39. That might well be, but it still requires the Minister to address the question of whether the applicant did, in fact, suffer serious harm in the special sense of the Regulations, namely, whether the such injuries were inflicted by State actors in the manner alleged. Beyond a reference to the significance to the use of the term “consistent” in the context of the Istanbul Protocol and a later reference to the view of the Tribunal member to the effect that “it was impossible to say how the injuries and illnesses were caused”, the Minister appears to have reached no firm view on this critical question.

40. Putting this another way, if one accepts that another person or persons intentionally inflicted these injuries, then the Minister must grapple with how these injuries were actually caused in the manner indicated by Cooke J. in Pamba v. Minister for Justice, Equality and Law Reform, High Court, 19th May, 2009. Specifically, the Minister must ask whether, in the light of the country of origin information, it is possible that such injuries were inflicted by State actors.

41. In these circumstances, therefore, it must be concluded that the Minister did not fully address his mind to the question of whether Ms.
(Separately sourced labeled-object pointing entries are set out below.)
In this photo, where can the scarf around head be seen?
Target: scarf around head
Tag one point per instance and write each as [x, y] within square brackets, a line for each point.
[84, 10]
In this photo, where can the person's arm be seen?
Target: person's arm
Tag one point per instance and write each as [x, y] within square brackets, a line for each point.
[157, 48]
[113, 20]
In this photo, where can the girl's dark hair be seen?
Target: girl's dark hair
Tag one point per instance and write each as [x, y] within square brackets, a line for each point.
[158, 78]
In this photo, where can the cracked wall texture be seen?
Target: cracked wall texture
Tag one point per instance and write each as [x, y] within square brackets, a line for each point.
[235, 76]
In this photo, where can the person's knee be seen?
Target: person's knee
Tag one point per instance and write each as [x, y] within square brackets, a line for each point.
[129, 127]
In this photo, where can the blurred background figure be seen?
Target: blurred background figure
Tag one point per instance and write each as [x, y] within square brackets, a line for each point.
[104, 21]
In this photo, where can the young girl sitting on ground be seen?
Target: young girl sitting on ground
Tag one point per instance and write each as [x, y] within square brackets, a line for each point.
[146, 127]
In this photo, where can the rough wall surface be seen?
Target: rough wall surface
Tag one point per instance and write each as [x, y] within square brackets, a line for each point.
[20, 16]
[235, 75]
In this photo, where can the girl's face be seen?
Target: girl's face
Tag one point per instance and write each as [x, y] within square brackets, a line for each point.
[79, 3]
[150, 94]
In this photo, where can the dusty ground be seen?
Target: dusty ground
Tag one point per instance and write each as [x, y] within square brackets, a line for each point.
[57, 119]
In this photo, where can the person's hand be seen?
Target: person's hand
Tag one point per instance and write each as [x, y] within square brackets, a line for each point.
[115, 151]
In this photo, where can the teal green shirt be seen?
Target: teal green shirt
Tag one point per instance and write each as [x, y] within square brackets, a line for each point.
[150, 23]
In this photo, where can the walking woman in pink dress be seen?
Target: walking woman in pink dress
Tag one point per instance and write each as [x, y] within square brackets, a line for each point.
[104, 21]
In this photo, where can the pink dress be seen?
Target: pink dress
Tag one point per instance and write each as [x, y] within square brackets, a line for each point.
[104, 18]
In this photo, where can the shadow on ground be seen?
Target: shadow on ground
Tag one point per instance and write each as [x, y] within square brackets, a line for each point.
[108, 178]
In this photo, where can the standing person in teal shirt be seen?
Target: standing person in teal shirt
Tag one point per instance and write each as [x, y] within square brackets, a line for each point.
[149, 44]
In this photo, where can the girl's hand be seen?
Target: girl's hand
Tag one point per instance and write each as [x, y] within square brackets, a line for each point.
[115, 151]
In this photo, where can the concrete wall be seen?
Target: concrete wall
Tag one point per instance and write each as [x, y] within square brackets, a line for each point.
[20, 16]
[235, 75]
N. suffered “serious harm” in the sense envisaged by Regulation 5(2), Alternatively, it can be said that the reasoning here is defective in the Meadows sense (Meadows v. Minister for Justice, Equality and Law Reform [2010] IESC 3, [2010] 2 IR 701) in that the reasons for the conclusion on whether Ms. N. had in fact suffered serious harm in this sense is not sufficiently clear.

42. So far as the third limb of the test is concerned, it is plain from the decision in MST that the potential application of the counter-exception in Regulation 5(2) must also be considered. This means that if the Minister is satisfied that there is no reason for considering that the previous serious harm will now be repeated, he must nonetheless consider, in the words of Cooke J., whether the “historic serious harm may be such that the fact of its occurrence alone gives rise to compelling reasons for recognising eligibility.” In this context, it should be recalled that the second Spirasi letter expressed the view that the forced repatriation of the applicant to Uganda “would serve only to reinforce the negative impressions that she has developed since her traumas.”

43. The evaluation of this evidence and the consideration of this counter-exception is, of course, entirely a matter for the Minister in the first instance. But consider it he must. Yet an examination of the file does not disclose that the Minister ever gave any consideration to the counter-exception in the original decision. This is a further reason why the decision cannot be allowed to stand.

Conclusions
44. In the light of the foregoing, I propose to quash the decision of the Minister of 4th April, 2010, as refused her subsidiary protection. I will accordingly remit the matter to the Minister for fresh consideration in the light of this judgment.